Bug 340314 has recently landed. Please test either branch or trunk and see if sound now Just Works for you. There is still a dependency on having esd, but not on having esd running. You just need the esd library.
(In reply to comment #5) > Bug 340314 has recently landed. Please test either branch or trunk and see if > sound now Just Works for you. There is still a dependency on having esd, but > not on having esd running. You just need the esd library. While Bug 340314 addressed a bug in parsing the .wav headers it is not related to this bug. I don't have generall problems playing .wav files with the currently used esd "method", but I don't want to use esd for playback and have therefore added a generic playback facility which lets me choose the linux audio system via environment variables.
(In reply to comment #4) > Can't we test to see which sound system is running, and use whichever one we > find? This could be done and could work satisfactory in some ways, but automagically detecting a sound system will choose the right one correctly in all cases. The cleanest way would be to modify the preferences dialogs and add a sound system configuration panel/section/tab. However I'm willing to help on this issue and would write some code to interface the different audio systems and then develop some detection routine. But please keep in mind that I do this in my spare time and will need some weeks for development and testing, since I can't developt on this a a daily/regular basis.
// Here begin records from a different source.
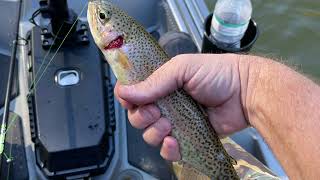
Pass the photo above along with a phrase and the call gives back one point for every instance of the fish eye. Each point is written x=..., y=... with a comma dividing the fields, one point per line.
x=102, y=16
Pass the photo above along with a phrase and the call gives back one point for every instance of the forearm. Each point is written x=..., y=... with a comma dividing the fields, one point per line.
x=285, y=108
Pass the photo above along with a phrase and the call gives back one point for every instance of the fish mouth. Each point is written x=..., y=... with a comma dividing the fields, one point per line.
x=115, y=44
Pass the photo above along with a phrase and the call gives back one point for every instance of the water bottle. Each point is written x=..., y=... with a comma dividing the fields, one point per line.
x=229, y=22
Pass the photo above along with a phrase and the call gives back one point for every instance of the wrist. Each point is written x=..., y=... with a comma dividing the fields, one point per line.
x=249, y=75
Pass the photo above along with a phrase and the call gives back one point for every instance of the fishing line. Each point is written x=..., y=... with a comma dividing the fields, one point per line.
x=44, y=59
x=36, y=83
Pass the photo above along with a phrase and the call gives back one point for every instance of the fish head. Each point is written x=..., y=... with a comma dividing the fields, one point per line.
x=108, y=24
x=112, y=30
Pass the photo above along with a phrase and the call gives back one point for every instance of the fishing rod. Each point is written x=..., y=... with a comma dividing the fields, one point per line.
x=6, y=112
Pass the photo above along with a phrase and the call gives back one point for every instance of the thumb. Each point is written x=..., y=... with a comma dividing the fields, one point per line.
x=165, y=80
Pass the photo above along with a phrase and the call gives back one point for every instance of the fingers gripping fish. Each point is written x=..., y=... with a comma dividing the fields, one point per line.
x=134, y=55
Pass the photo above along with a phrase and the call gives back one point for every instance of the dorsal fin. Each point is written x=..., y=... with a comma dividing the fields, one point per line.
x=185, y=172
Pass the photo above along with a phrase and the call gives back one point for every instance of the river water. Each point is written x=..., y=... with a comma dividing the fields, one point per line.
x=290, y=32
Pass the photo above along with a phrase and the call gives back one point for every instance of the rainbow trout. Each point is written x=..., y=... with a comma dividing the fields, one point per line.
x=134, y=55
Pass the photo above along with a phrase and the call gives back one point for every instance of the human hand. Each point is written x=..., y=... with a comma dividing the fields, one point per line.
x=212, y=80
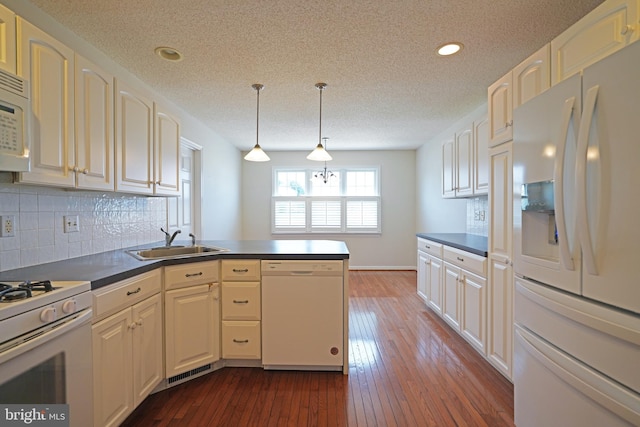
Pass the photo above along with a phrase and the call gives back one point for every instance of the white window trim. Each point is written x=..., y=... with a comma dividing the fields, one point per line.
x=308, y=200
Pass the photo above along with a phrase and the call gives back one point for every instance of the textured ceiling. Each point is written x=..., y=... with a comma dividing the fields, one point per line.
x=387, y=89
(In reply to comment #6) > While Bug 340314 addressed a bug in parsing the .wav headers No, it did not. Bug 68804 fixes wav parsing. > I don't have generall problems playing .wav files with the > currently used esd "method", but I don't want to use esd for playback and have > therefore added a generic playback facility which lets me choose the linux > audio system via environment variables. > You don't have to use esd. Esd provides a number of backends such as alsa (0.5 and 0.9) and OSS On most linux systems, if you manage to keep esd from starting, the code will now fall back to directly using the ALSA 0.9 backend.
When I run firefox -console, I see corruption in the console when playing a sound. Firefox plays no sound at all although flash inside a tab works fine. I have sound working. Mozilla should use what I have working. Lacking an interface for that in Firefox, it would be nice to be able to set an environment variable that fixes things, or put another way, at least makes me sure of what sound system it is trying to use. I think MOZ_AUDIO_WAV, MOZ_AUDIO_MP3 etc would have been very useful. ( This comes just after I found that MOZ_DISABLE_PANGO=1 would make Firefox menuitem fonts look like acceptable in knoppix). Environment variables, or an about:config setting... but something is needed. I am using the latest knoppix, which is 5.0.1 at present. Mozilla/5.0 (X11; U; Linux i686; en-US; rv:188.8.131.52) Gecko/20060326 Firefox/184.108.40.206 (Debian-1.5.dfsg+220.127.116.11-2)
(In reply to comment #9) > When I run firefox -console, I see corruption in the console when playing a > sound. This has already been fixed by bug 340314. The fix was shipped with firefox 18.104.22.168 and will be in the upcoming firefox 2.0 release.
(In reply to comment #8) > You don't have to use esd. Esd provides a number of backends such as alsa (0.5 > and 0.9) and OSS On most linux systems, if you manage to keep esd from > starting, the code will now fall back to directly using the ALSA 0.9 backend. In case anyone else couldn't get esd to do this, there are (on Ubuntu at least) two libesd packages. libesd0 uses OSS. To fall back on ALSA, you need libesd-alsa0.
This now longer applies to Mozilla code base starting from 2.0.